Chronologie = priorité : subrogation avant saisie-attribution = opposable ; réserve de propriété avant revendication = prime ; Dailly = premier bordereau ou première subrogation.

📖 3. Notification au débiteur et paiement libératoire

🔑 Notions clés & Définitions

  • Notification au débiteur : La notification au débiteur est l’acte par lequel le créancier informe formellement le débiteur afin de rendre l’information opposable et de déclencher certains effets juridiques liés au paiement.
  • Paiement libératoire : Le paiement libératoire est le paiement qui éteint la dette et libère le débiteur, à condition qu’il soit fait conformément aux exigences prévues par le régime applicable.
  • Inopposabilité par défaut de publicité : L’inopposabilité par défaut de publicité est la sanction qui empêche les tiers de tenir compte du droit du bailleur-crédit-bailleur lorsque la publicité requise n’a pas été faite ou est erronée.
  • Publicité erronée : La publicité erronée est une publicité insuffisante ou imprécise qui ne permet pas d’identifier correctement les parties et le bien, ce qui peut entraîner l’inopposabilité du droit.

📝 Points essentiels

  • La notification au débiteur vise à rendre opposable la situation juridique du détenteur du bien, notamment quand la publicité est requise pour informer les tiers.
  • En cas de défaut de publicité ou de publicité erronée, le droit de propriété du crédit-bailleur devient inopposable aux tiers selon l’art.
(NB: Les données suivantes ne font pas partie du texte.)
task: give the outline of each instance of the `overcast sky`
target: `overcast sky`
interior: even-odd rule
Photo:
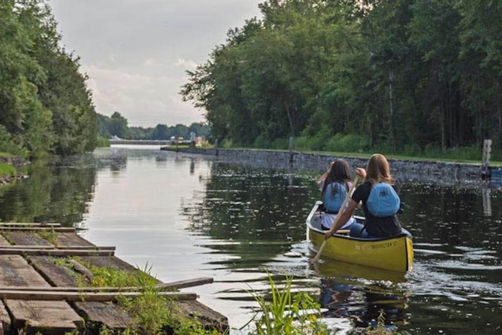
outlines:
[[[178,92],[230,28],[263,0],[51,0],[63,44],[81,57],[98,113],[130,125],[189,124],[203,110]]]

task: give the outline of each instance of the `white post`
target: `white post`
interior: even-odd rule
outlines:
[[[481,175],[483,178],[489,177],[490,159],[491,158],[491,140],[483,142],[483,158],[481,162]]]

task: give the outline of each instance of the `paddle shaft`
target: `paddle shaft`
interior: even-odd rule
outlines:
[[[345,196],[345,198],[343,200],[343,202],[342,203],[341,206],[340,207],[341,212],[338,212],[338,213],[336,215],[336,218],[335,219],[335,221],[333,222],[333,226],[336,226],[336,224],[338,223],[338,221],[340,220],[340,218],[341,217],[342,214],[343,213],[343,212],[345,211],[345,206],[347,204],[347,202],[348,201],[348,199],[350,198],[350,194],[352,194],[352,191],[354,190],[354,187],[355,187],[355,185],[357,184],[358,181],[359,181],[359,176],[357,176],[355,177],[355,179],[354,180],[354,183],[352,184],[352,187],[350,187],[350,189],[349,189],[349,191],[347,193],[347,195]],[[322,254],[322,251],[324,249],[324,247],[326,247],[326,244],[327,242],[327,240],[325,240],[323,241],[322,244],[321,245],[321,247],[319,248],[319,251],[317,252],[317,254],[315,255],[315,257],[314,257],[314,259],[312,260],[312,262],[314,263],[316,262],[319,260],[319,259],[321,258],[321,254]]]

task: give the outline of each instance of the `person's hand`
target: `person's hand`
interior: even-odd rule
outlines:
[[[329,165],[328,166],[328,169],[326,170],[326,172],[329,173],[329,171],[331,170],[331,168],[333,167],[333,164],[335,164],[335,161],[333,161],[329,163]]]
[[[355,168],[355,174],[361,177],[361,179],[366,179],[366,170],[362,168]]]

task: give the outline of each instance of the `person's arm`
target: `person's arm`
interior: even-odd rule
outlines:
[[[329,165],[328,166],[328,169],[326,170],[326,172],[322,174],[322,175],[317,178],[317,180],[316,181],[316,184],[317,185],[317,187],[319,188],[321,188],[321,185],[322,184],[322,181],[326,179],[326,177],[328,176],[328,174],[329,173],[329,171],[331,170],[331,168],[333,167],[333,164],[334,164],[334,162],[331,162],[329,163]]]
[[[340,217],[338,222],[336,222],[336,224],[334,225],[331,229],[324,234],[324,239],[326,240],[331,237],[333,234],[335,234],[337,231],[347,223],[349,219],[352,217],[352,214],[354,213],[354,211],[355,210],[357,207],[357,203],[353,199],[351,199],[348,206],[343,211],[343,212],[341,214],[338,213],[338,215],[340,215]]]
R313-10 CMF.
  • La publicité doit permettre l’identification précise des parties et des biens ; une publicité ne permettant pas cette identification est considérée inopérante (art. R313-3 CMF).
  • La sanction d’inopposabilité permet aux créanciers du crédit-preneur d’appréhender le bien comme s’il lui appartenait, sauf s’ils avaient connaissance de la situation.
  • La publicité erronée est illustrée par la décision Cass. com., 11 mai 2010, n°09-14.048, où la publicité d’un véhicule sans adresse a été jugée inopérante.

💡 Astuce mémo

Publicité = opposabilité : sans identification précise (parties + bien), le droit du bailleur “ne tient pas” face aux tiers.
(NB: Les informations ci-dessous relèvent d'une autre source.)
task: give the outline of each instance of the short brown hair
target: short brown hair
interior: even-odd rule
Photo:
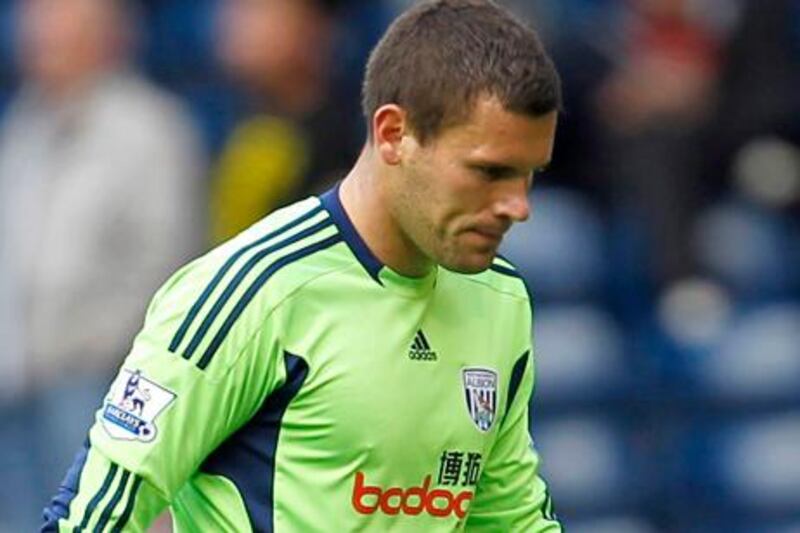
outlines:
[[[491,0],[426,0],[395,20],[367,63],[362,109],[394,103],[423,143],[467,119],[482,95],[541,116],[561,108],[561,83],[536,33]]]

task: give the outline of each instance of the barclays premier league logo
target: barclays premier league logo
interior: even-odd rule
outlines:
[[[175,394],[141,371],[123,369],[105,399],[103,427],[115,439],[150,442],[156,438],[156,417],[174,399]]]
[[[469,416],[478,429],[489,431],[497,413],[497,373],[485,368],[465,368],[462,375]]]

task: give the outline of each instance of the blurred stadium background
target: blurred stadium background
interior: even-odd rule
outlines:
[[[6,115],[31,84],[20,5],[87,1],[0,3]],[[362,139],[366,55],[408,3],[134,4],[133,64],[177,95],[205,154],[195,186],[207,223],[195,231],[206,244],[186,257],[341,177]],[[254,22],[259,4],[271,5],[266,22]],[[541,31],[566,94],[554,163],[504,254],[535,299],[532,427],[567,530],[800,532],[800,2],[507,4]],[[168,273],[131,304],[139,320]],[[121,305],[106,305],[111,319]],[[44,377],[10,342],[14,320],[0,312],[4,532],[37,526],[136,329],[105,360]]]

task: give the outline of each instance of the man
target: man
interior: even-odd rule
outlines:
[[[136,19],[128,0],[14,4],[0,456],[22,458],[0,460],[0,530],[38,525],[149,296],[202,243],[199,139],[184,107],[132,68]]]
[[[182,531],[560,531],[527,432],[528,297],[495,257],[559,91],[489,0],[402,15],[350,174],[156,294],[47,527],[138,531],[169,505]]]

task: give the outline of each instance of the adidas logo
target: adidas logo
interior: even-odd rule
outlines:
[[[431,350],[431,345],[428,344],[428,339],[425,338],[422,330],[417,331],[414,336],[414,342],[408,351],[408,358],[412,361],[436,361],[438,359],[436,352]]]

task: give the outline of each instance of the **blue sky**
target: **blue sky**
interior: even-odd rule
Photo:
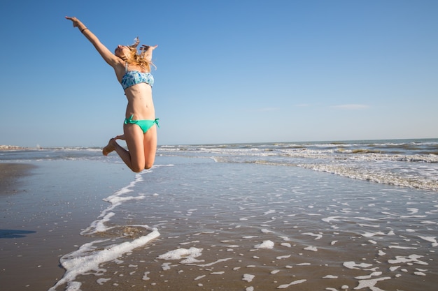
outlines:
[[[102,147],[122,133],[111,50],[158,45],[159,144],[438,137],[438,1],[0,3],[0,144]]]

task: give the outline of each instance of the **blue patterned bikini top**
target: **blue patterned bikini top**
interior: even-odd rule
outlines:
[[[125,75],[122,78],[122,82],[120,82],[123,90],[140,83],[149,84],[150,87],[154,85],[154,77],[150,73],[143,73],[138,70],[128,71],[127,69],[128,66],[127,64],[125,67]]]

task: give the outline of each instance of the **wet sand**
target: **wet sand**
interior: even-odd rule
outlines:
[[[89,241],[80,232],[132,179],[121,165],[83,161],[0,163],[0,286],[47,290],[59,258]],[[98,179],[97,179],[98,178]]]
[[[16,193],[21,179],[34,167],[31,164],[0,163],[0,194]]]

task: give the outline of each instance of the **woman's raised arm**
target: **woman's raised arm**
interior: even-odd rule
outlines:
[[[87,28],[78,18],[74,17],[66,16],[65,18],[71,20],[73,27],[78,27],[82,34],[83,34],[88,40],[94,46],[97,52],[104,58],[105,61],[111,66],[114,68],[120,62],[120,59],[113,54],[105,45],[100,42],[97,36],[94,35],[90,29]]]

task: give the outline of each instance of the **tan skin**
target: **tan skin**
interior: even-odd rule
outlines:
[[[83,34],[94,46],[105,61],[114,69],[117,80],[121,82],[125,72],[126,59],[129,49],[124,45],[118,45],[113,54],[104,45],[99,38],[74,17],[66,16],[66,19],[73,22],[73,27],[78,27]],[[157,47],[142,47],[146,51],[146,58],[152,59],[152,52]],[[143,68],[135,65],[129,65],[128,70],[139,70],[146,73]],[[146,83],[137,84],[125,90],[128,100],[126,108],[126,118],[134,114],[134,120],[155,119],[155,110],[152,99],[152,87]],[[117,140],[124,140],[128,150],[117,143]],[[136,124],[124,124],[123,135],[111,138],[104,148],[102,153],[107,156],[111,151],[115,151],[132,171],[139,172],[143,169],[150,168],[155,160],[157,151],[157,126],[154,125],[145,133]]]

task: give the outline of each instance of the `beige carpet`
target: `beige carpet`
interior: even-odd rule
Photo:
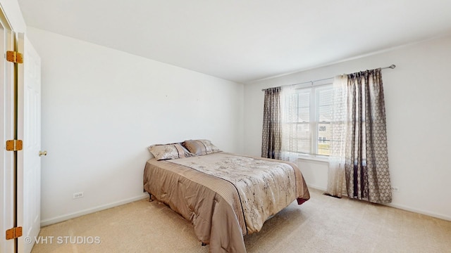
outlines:
[[[311,189],[310,200],[292,203],[261,231],[245,236],[247,252],[451,252],[451,221],[321,193]],[[47,242],[36,244],[32,253],[209,249],[189,221],[147,200],[44,227],[39,238]]]

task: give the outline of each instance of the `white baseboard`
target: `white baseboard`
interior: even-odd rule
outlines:
[[[128,198],[128,199],[126,199],[126,200],[121,200],[121,201],[117,201],[117,202],[113,202],[113,203],[103,205],[94,207],[92,207],[92,208],[88,208],[88,209],[85,209],[85,210],[75,212],[73,212],[73,213],[66,214],[64,214],[64,215],[61,215],[61,216],[56,216],[56,217],[47,219],[46,220],[41,221],[41,227],[49,226],[49,225],[51,225],[51,224],[54,224],[54,223],[58,223],[58,222],[61,222],[61,221],[67,221],[67,220],[68,220],[70,219],[79,217],[80,216],[92,214],[92,213],[94,213],[94,212],[96,212],[107,209],[109,208],[120,206],[121,205],[132,202],[134,201],[142,200],[143,198],[146,198],[146,197],[149,197],[149,194],[147,194],[147,193],[143,193],[142,195],[138,195],[138,196],[136,196],[136,197],[130,197],[130,198]]]
[[[400,209],[405,211],[412,212],[416,214],[424,214],[424,215],[430,216],[431,217],[438,218],[438,219],[441,219],[447,221],[451,221],[451,216],[446,216],[446,215],[435,214],[434,212],[417,209],[415,208],[411,208],[409,207],[404,206],[402,205],[397,205],[397,204],[393,204],[393,203],[384,204],[384,205],[388,207],[397,208],[397,209]]]
[[[314,186],[314,185],[311,185],[311,184],[307,184],[307,186],[309,188],[312,188],[314,189],[316,189],[316,190],[326,190],[326,188],[323,188],[323,187],[319,187],[316,186]],[[404,211],[409,211],[409,212],[412,212],[416,214],[424,214],[424,215],[427,215],[427,216],[430,216],[431,217],[435,217],[435,218],[438,218],[438,219],[444,219],[444,220],[447,220],[447,221],[451,221],[451,216],[446,216],[446,215],[442,215],[442,214],[435,214],[434,212],[428,212],[428,211],[425,211],[425,210],[421,210],[421,209],[415,209],[415,208],[412,208],[412,207],[409,207],[402,205],[398,205],[398,204],[393,204],[393,203],[390,203],[390,204],[382,204],[384,205],[386,205],[388,207],[393,207],[393,208],[397,208],[400,209],[402,209]]]

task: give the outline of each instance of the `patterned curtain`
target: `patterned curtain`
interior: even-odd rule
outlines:
[[[336,193],[340,190],[340,183],[334,186],[330,181],[340,182],[344,158],[348,197],[375,203],[389,203],[392,193],[381,69],[350,74],[347,79],[346,88],[342,92],[334,92],[334,101],[335,99],[342,103],[346,101],[343,106],[346,119],[341,125],[342,130],[345,129],[345,134],[342,136],[344,142],[335,140],[332,141],[331,148],[333,153],[334,150],[340,148],[344,148],[345,152],[340,151],[338,156],[330,157],[329,176],[334,178],[328,179],[328,193],[340,194]],[[335,98],[335,96],[342,97]],[[333,135],[334,133],[333,126]],[[333,136],[333,141],[335,137]],[[334,167],[333,160],[337,157],[340,166]],[[334,170],[337,167],[339,169]]]
[[[261,157],[280,159],[280,87],[265,90]]]

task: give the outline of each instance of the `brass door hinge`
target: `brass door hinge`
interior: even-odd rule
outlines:
[[[14,63],[23,63],[23,56],[16,51],[6,51],[6,60]]]
[[[22,140],[9,140],[6,141],[7,151],[18,151],[22,150],[23,143]]]
[[[18,238],[22,236],[22,227],[16,227],[6,231],[6,240]]]

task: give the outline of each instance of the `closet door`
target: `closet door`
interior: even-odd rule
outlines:
[[[18,252],[31,252],[41,223],[41,59],[23,34],[18,34],[18,136],[23,151],[18,153],[18,224],[23,227]]]

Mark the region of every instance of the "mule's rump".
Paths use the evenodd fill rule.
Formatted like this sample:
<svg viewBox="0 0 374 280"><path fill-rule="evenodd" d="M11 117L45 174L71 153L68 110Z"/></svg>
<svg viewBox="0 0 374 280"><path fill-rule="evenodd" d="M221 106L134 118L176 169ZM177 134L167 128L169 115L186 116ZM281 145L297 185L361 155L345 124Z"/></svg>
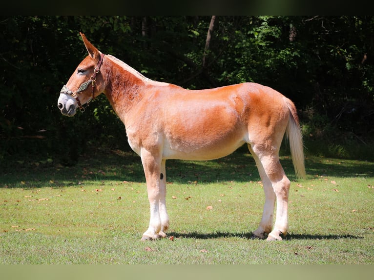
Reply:
<svg viewBox="0 0 374 280"><path fill-rule="evenodd" d="M81 36L89 55L62 90L58 106L62 114L72 116L80 104L104 92L125 124L130 146L141 157L146 181L150 218L142 240L165 237L169 227L166 160L216 159L246 143L265 194L262 217L253 236L282 240L288 230L290 181L278 153L286 132L296 174L306 176L301 133L292 101L254 83L192 91L152 81L118 59L104 56ZM90 81L90 93L82 85Z"/></svg>

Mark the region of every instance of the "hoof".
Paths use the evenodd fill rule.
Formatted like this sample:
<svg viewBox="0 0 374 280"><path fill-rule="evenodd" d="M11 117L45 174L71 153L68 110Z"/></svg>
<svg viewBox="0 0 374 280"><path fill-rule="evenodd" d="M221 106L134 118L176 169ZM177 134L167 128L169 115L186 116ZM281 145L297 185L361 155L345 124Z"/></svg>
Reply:
<svg viewBox="0 0 374 280"><path fill-rule="evenodd" d="M252 234L252 236L250 237L250 239L252 240L255 240L256 239L264 239L264 238L265 237L263 236L262 237L261 237L261 236L258 236L255 234Z"/></svg>
<svg viewBox="0 0 374 280"><path fill-rule="evenodd" d="M270 232L266 240L267 241L280 241L283 240L281 237L282 235L283 235L281 232L280 232L278 234Z"/></svg>
<svg viewBox="0 0 374 280"><path fill-rule="evenodd" d="M151 237L149 237L149 236L146 236L143 235L142 237L142 239L141 239L140 240L141 241L149 241L149 240L154 240Z"/></svg>
<svg viewBox="0 0 374 280"><path fill-rule="evenodd" d="M166 237L166 234L163 231L160 231L157 235L157 238L165 238Z"/></svg>

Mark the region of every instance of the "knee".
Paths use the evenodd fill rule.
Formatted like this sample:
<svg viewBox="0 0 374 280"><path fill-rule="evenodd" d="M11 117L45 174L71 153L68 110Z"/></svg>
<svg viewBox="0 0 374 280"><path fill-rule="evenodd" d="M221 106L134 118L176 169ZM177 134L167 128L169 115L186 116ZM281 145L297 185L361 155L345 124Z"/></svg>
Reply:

📖 4. Rupture du contrat d’affacturage et résiliation

🔑 Notions clés & Définitions

  • Devoir de mise en garde : Obligation précontractuelle du prêteur d’expliquer les caractéristiques du contrat et les risques d’endettement, avec orientation vers un service de conseil.
  • Consommateur : Personne physique agissant à des fins étrangères à son activité commerciale, industrielle, artisanale ou libérale.
  • Non-professionnel : Personne morale n’agissant pas à des fins professionnelles, notion utilisée en droit français pour qualifier l’emprunteur.
  • Information précontractuelle : Ensemble des informations générales et individualisées fournies avant la conclusion, pour permettre la comparaison des offres de crédit.
  • Déchéance du droit aux intérêts : Sanction consistant à priver le prêteur du droit aux intérêts, totale ou proportionnelle, selon le manquement constaté.

📝 Points essentiels

  • Le devoir de mise en garde vise l’explication adéquate des caractéristiques du contrat, la mise en évidence des risques d’endettement et l’orientation vers un service de conseil.
  • La consécration légale du devoir de mise en garde (ordo 2025) entre en vigueur le 20 novembre 2026.
  • La charge de la preuve de l’exécution de l’obligation d’information pèse sur le professionnel, sans technique de renversement au détriment du consommateur.
  • Une clause de reconnaissance de réception ne suffit pas à prouver l’exécution de l’obligation d’information, et constitue au mieux un simple indice.
  • La signature du consommateur est exigée par la jurisprudence même si elle n’est pas mentionnée dans les textes.
  • En cas de manquement à l’obligation d’information, la sanction peut aller jusqu’à la déchéance totale du droit aux intérêts : le crédit est maintenu mais l’emprunteur ne rembourse que le capital.

💡 Astuce mémo

Mise en garde = 3 verbes : Caractéristiques + Risques + Conseil ; et si preuve manquante → intérêts perdus.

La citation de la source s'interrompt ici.